With the v0.98 release GEMMA has stabilized and contains extensive
error checking. To move faster we are moving towards integrating the
faster-lmm-d code base which is written in the D programming
language. We are also add interfaces for Python and R (and other
languages). We will try to keep a legacy C++ based GEMMA as long as
possible, but for performance and features it is likely a D compiler
is required. The good news is that most distributions contain D
compilers today.

** Faster-lmm-d integration

Faster-lmm-d is mostly a rewrite of GEMMA univariate LMM and
multivariate LMM resolvers. We compile faster-lmm-d as a library that
can be linked against GEMMA. For computing K, for example, there are
two modes: (1) that has all genotype data in RAM and (2) that loads
the genotype data directly from a geno file.

** Improved data formats

The original data formats are somewhat lacking because they make error
correction hard. In collaboration with the R/qtl2 project we aim for
supporting newer formats.

*** Kinship format

As the kinship mastrix K is symmetric we only need to store half the
data.
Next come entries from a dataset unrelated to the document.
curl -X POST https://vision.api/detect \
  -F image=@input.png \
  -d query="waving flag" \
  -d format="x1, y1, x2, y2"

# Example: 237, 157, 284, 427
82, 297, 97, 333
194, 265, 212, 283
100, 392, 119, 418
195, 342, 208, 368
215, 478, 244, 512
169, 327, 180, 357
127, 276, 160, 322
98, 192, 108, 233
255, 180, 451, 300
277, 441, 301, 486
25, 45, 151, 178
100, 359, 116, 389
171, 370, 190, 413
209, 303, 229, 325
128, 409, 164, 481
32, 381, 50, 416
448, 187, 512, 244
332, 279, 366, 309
Also we want to be able to filter and validate on the names of
individuals/samples. Next we compress it. A comparison of formats is
[[https://catchchallenger.first-world.info/wiki/Quick_Benchmark:_Gzip_vs_Bzip2_vs_LZMA_vs_XZ_vs_LZ4_vs_LZO][here]]. Decompression speed is most critical and [[https://github.com/lz4/lz4][lz4]] does a great job
there (lz4 is used in CRAM and sambamba). According to [[https://www.dummeraugust.com/main/content/blog/posts.php?pid=173][this comparison]]
text processing is fairly similar between gzip and lz4. lz4 files are
a bit larger, so decompression gains may be offset by network speeds.

To recognise the tab dilimited file we'll add a header with nind's:

# GRMv1.0
# nind=900
ind1 0.1436717816 0.006341902008 0.007596806816 ...
ind2 0.007996662028 0.008741860935 0.008489758779 ...
ind900 0.002311556029

where each row is one value shorter describing the right top half of
K. This setup allows one to use a K with for exaple ind1 missing -
just remove that row and column. The data will be stored as
name.cXX.txt.lz4 (later add the alternative name.cxx.txt.gz).